Trump tweeted last month that he directed Pompeo not to allow Muthana back into the country. Pompeo declared the same day in a statement that Muthana is "not a US citizen and will not be admitted into the United States. She does not have any legal basis, no valid US passport, no right to a passport, nor any visa to travel to the United States." Pompeo confirmed to NBC News the administration's position that Muthana was not a citizen because of her father's diplomatic status when she was born.
Muthana was born in Hackensack, New Jersey, in October 1994, according to her birth certificate, which was included in court documents.
Weeks before her birth, Muthana's father stepped down from a post at his country's mission to the United Nations in New York, relinquishing his diplomatic immunity but maintaining a diplomatic visa, which enabled him to stay in the country with this family legally, according to Charles Swift, the director of the Constitutional Law Center for Muslims in America and the lawyer for Muthana's father.

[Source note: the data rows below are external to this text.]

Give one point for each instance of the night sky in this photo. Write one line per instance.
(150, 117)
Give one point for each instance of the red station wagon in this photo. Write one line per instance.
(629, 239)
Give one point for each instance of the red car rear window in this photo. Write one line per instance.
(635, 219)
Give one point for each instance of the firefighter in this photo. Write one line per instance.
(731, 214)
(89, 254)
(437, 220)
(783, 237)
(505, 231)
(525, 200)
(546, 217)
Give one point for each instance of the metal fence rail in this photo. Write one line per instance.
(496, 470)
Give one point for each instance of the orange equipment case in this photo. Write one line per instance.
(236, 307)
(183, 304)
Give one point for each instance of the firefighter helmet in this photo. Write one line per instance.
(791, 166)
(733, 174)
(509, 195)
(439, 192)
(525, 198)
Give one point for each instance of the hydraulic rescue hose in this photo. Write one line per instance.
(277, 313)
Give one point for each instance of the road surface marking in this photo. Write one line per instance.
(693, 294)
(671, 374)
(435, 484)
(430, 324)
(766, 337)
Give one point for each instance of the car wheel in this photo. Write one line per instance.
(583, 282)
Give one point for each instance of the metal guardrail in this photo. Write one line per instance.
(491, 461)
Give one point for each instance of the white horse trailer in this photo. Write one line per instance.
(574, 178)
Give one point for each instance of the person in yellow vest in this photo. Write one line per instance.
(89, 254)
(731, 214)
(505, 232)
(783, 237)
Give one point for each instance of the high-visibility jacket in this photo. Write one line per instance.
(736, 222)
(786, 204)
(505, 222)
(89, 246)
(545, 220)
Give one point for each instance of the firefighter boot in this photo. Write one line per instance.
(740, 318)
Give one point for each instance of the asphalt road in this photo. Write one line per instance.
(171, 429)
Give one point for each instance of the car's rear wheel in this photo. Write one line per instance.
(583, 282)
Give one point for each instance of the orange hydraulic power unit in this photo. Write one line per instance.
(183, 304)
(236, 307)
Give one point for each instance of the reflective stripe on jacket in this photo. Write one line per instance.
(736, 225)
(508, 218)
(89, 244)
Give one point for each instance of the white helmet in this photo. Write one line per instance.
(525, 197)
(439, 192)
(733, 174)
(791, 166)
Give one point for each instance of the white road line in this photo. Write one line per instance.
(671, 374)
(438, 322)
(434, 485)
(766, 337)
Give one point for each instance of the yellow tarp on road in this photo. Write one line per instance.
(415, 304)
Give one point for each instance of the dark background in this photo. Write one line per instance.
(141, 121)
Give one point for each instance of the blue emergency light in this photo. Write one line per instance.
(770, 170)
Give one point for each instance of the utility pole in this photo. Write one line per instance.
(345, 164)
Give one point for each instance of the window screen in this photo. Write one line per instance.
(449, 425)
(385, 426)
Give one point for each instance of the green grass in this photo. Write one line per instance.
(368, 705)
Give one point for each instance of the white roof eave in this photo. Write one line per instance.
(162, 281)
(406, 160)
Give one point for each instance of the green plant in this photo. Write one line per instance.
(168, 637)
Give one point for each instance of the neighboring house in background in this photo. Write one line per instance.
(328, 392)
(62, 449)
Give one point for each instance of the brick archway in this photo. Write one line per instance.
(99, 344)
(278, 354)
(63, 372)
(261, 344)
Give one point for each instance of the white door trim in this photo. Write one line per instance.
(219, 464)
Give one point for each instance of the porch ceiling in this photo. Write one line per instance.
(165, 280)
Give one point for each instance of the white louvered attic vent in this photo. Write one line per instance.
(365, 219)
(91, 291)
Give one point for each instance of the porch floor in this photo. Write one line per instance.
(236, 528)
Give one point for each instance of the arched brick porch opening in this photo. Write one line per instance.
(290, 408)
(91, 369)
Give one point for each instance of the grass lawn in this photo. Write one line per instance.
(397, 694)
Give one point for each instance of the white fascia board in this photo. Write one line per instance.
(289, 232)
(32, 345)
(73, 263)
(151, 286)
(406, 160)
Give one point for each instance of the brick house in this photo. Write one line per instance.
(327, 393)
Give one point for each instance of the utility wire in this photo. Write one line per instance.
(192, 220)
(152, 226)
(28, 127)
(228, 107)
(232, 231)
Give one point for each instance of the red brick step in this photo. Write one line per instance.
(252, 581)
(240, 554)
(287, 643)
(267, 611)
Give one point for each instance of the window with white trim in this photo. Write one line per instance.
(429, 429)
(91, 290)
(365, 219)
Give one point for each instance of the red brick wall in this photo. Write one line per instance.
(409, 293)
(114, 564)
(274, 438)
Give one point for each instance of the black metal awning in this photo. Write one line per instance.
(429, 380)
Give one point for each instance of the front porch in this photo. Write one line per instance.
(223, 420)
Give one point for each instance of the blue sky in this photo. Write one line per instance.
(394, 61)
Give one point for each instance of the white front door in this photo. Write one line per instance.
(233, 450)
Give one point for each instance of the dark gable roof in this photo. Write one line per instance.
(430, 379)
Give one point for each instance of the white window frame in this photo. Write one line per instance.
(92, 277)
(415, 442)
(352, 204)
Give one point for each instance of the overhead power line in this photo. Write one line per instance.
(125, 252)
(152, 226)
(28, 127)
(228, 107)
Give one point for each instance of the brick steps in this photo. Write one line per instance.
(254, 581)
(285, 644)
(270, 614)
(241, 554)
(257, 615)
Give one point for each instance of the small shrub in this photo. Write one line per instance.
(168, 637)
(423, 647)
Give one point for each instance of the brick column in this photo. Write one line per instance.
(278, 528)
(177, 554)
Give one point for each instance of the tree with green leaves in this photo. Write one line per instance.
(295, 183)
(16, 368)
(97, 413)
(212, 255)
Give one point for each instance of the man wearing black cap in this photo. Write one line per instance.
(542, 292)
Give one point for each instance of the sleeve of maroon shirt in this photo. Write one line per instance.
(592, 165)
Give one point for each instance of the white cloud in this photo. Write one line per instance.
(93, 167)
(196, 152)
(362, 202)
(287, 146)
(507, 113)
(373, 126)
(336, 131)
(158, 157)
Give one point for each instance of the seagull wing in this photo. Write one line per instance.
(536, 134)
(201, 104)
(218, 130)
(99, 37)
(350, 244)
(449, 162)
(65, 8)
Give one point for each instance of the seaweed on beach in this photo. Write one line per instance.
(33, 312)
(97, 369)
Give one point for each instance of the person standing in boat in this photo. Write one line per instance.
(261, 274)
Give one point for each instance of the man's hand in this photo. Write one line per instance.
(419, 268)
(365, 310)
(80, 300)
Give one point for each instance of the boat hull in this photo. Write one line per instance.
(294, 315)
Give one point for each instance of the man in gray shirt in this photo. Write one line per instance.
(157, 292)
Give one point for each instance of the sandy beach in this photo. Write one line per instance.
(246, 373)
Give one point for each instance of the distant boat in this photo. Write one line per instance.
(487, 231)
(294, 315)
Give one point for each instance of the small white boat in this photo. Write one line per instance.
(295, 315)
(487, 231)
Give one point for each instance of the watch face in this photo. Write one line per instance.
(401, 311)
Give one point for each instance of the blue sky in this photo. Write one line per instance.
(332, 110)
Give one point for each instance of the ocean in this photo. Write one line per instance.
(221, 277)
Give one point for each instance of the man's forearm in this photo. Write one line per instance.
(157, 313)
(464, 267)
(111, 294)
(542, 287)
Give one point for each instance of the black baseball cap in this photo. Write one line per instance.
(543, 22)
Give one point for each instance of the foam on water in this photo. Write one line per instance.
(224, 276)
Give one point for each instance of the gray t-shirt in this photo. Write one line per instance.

A person born in the United States is entitled to citizenship by virtue of the 14th Amendment, often described as the right of birthright citizenship. But a child born to a diplomat still under the protections of his home country would be considered a citizen of that home country. In his lawsuit, Muthana includes a letter from a State Department official in 2004 acknowledging his diplomatic employment ended in September 1994, over a month before her birth.
Lawyers for Muthana's father argue that the questions around the daughter's citizenship were already grappled with and answered in 2005 when she was issued a US passport.
Prosecutors in their response do not dispute the timeline laid out in the 2004 letter, but argue that while Muthana may have left his diplomatic post in September 1994, the UN did not officially notify the American mission until February 1995 -- the point in time that, they argue, international conventions recognize as the end of a diplomat's "function."
Prosecutors also say the State Department issued Muthana a passport "in error." In 2016, the State Department sent Muthana a letter to her home address telling her that her passport had been revoked because she was not and had never been a citizen, according to the court filing.